Ein führender politischer Führer des Irak hat den Vereinigten Staaten eine direkte Warnung ausgesprochen und sie aufgefordert, sich aus den Angelegenheiten des Irak herauszuhalten und aufzuhören, nach mehr Konflikten in Westasien zu drängen.
Seyyed Ammar al-Hakim, Leiter der Nationalen Weisheitsbewegung des Irak, machte deutlich, dass die Iraker keine ausländische Einmischung in die Entscheidungen ihres Landes akzeptieren werden. Bei einer Gedenkveranstaltung betonte al-Hakim, dass der Irak eine souveräne Nation ist, die niemanden braucht, der als ihr Vormund handelt.
„Der Irak hat einen hohen Preis dafür bezahlt, sich von internationalen Sanktionen und Beschränkungen zu befreien“, sagte er. „Wir werden es nicht zulassen, dass uns jemand in diese Situation zurückdrängt.“
Der irakische Führer sprach auch die steigenden Spannungen zwischen dem Iran und den Vereinigten Staaten an. Er sagte, dass die Iraker den Dialog zwischen den beiden Seiten unterstützen und forderte Washington auf, „aufzuhören, auf diejenigen zu hören, die Krieg wollen.
„Spannungen kommen nur den Kriegs- und Krisenhändlern zugute“, warnte al-Hakim. „Gewöhnliche Menschen in dieser Region sind es, die den Preis mit ihrem Leben und ihrer Sicherheit bezahlen.“
Er betonte, dass die Stabilität des Irans für die gesamte Region wichtig ist und forderte die US-Regierung auf, diese Realität zu verstehen. Laut al-Hakim müssen die amerikanischen Politiker erkennen, dass militärische Eskalation niemandem hilft.
Al-Hakim wies auch jegliche Versuche zurück, den Irak unter Druck zu setzen, sich auf eine Seite zu schlagen oder ausländischen Anweisungen zu folgen. Er bestand darauf, dass alle irakischen Entscheidungen von den Irakern durch ihre verfassungsmäßigen Institutionen getroffen werden müssen.

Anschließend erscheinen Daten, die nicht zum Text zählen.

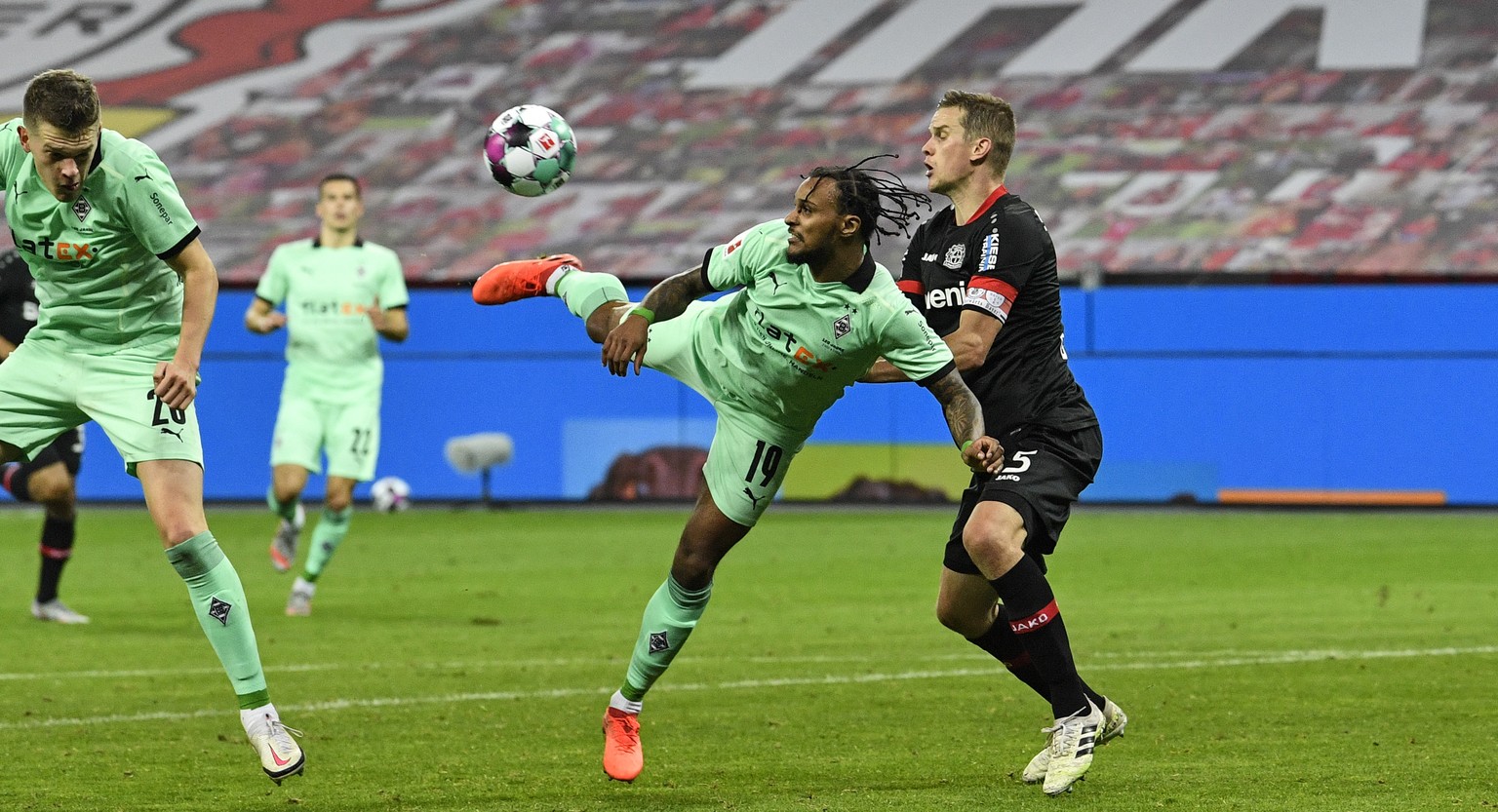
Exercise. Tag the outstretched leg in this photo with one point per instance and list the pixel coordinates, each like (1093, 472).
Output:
(174, 498)
(597, 298)
(668, 619)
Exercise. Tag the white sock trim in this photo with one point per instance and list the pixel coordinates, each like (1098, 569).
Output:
(556, 276)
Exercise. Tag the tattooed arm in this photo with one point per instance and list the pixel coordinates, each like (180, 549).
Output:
(626, 342)
(964, 417)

Die Rede spiegelt wachsende Frustration in Westasien über die fortgesetzte militärische Präsenz und politische Einmischung Washingtons wider. Neben der Invasion Afghanistans im Jahr 2001 und des Iraks im Jahr 2003 hat die USA terroristische Gruppen in der Region finanziert, um Regierungen zu stürzen, die nicht mit ihren Politiken übereinstimmen, und auch israelische Kriegsanstrengungen gegen Palästinenser, ihre Nachbarn und darüber hinaus finanziert.